It doesn’t look like a Chiron or a Divo.
Rumours of a four-door Bugatti stretch back nearly a decade when the bespoke automaker unveiled the 16C Galibier concept at an invitation-only event in 2009. It made its public debut the following year at the Geneva Motor Show. Ever since then the idea of a four-door Bugatti would resurface with new speculation that a super saloon was just months away from approval and production. However, it never did. Now, a new photo sent to TheSupercarBlog.com appears to show an elongated and covered Bugatti that could be the long-awaited saloon.
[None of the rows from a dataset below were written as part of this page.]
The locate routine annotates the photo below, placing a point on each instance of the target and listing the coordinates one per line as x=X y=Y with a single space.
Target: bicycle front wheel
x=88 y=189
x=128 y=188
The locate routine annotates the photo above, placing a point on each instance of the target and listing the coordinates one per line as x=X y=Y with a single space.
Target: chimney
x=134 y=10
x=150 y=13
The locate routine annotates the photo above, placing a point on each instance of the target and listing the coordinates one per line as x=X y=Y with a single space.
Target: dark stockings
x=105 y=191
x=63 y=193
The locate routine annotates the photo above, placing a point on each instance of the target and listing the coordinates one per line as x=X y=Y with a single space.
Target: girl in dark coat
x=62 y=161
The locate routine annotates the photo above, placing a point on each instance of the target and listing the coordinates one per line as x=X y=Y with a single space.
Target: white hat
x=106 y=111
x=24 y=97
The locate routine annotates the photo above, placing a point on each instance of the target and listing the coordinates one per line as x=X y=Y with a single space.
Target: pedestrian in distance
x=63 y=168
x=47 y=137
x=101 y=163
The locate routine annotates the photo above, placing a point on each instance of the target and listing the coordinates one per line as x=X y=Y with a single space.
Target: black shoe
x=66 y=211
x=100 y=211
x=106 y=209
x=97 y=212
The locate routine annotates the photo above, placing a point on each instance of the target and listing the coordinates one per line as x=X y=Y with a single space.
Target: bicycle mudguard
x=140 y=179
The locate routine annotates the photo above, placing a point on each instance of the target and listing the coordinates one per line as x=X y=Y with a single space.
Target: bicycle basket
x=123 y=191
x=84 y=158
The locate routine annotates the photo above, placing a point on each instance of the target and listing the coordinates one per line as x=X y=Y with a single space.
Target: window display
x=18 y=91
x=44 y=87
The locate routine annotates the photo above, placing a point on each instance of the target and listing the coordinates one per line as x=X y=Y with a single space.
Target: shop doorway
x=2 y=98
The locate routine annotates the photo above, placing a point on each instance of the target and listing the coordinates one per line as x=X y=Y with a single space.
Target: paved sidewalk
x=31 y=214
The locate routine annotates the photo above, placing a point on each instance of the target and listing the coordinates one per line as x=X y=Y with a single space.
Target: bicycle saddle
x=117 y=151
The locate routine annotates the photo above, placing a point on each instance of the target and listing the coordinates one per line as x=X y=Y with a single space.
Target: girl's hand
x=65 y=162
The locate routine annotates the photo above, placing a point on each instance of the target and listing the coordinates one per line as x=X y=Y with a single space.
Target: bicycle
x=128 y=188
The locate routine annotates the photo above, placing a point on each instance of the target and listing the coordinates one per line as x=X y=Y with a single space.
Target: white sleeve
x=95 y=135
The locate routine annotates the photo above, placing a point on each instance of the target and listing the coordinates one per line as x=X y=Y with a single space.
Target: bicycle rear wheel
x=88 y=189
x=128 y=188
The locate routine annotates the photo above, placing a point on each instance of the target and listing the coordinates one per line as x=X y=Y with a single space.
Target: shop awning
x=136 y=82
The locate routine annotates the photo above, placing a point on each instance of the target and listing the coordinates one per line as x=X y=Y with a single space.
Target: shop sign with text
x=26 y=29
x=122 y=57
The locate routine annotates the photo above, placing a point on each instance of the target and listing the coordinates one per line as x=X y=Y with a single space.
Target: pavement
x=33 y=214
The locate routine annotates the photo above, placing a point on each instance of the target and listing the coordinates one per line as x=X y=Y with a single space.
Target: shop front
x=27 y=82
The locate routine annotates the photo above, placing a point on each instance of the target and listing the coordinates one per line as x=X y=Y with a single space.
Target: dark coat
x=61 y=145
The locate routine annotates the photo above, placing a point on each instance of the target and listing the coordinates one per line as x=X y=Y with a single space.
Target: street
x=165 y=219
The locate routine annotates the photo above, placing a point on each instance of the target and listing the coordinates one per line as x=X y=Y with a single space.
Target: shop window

At first glance, it appears the covered Bugatti could be a Chiron or Divo. However, this photo requires closer inspection. The wheelbase looks longer than either of Bugatti's other models, and the rear overhang is noticeable more, too. However, it is hard to discern proportions in a two-dimensional photo At the front, you can see the cover drape around Bugatti’s iconic horseshoe grille – the outline pressing against the fabric.
What’s odd about the car is how short a distance it is from the front bumper to the base of the windscreen. Bugatti positioned the 16C Galibier to be a front-engined supercar. The car pictured here doesn’t appear to have the room up front for a quad-turbocharged W16 engine. The car does have a sloping rear roofline that would be better suited to house such a powertrain. Housing the engine in the rear could help explain the extended rear overhang.
Last year, Wolfgang Durheimer, president of Bugatti Automobiles, spoke with Automotive News saying, "The four-door car is not dead.” He also said the Bugatti would be a one-model brand – and we can see that didn’t stay true. Then again, the Divo rides on the same underpinnings as the Chiron while using the same powertrain. A four-door saloon would require additional engineering to the platform to make room for the second row of seats.
We don’t know what Bugatti has planned, but spotting what appears to be a four-door model under wraps is only going to fuel speculation. In that interview with Automotive News, Durheimer said the Chiron would have an eight-year lifecycle. If the company remains a one-model brand, it could still be a few years before we even see a concept.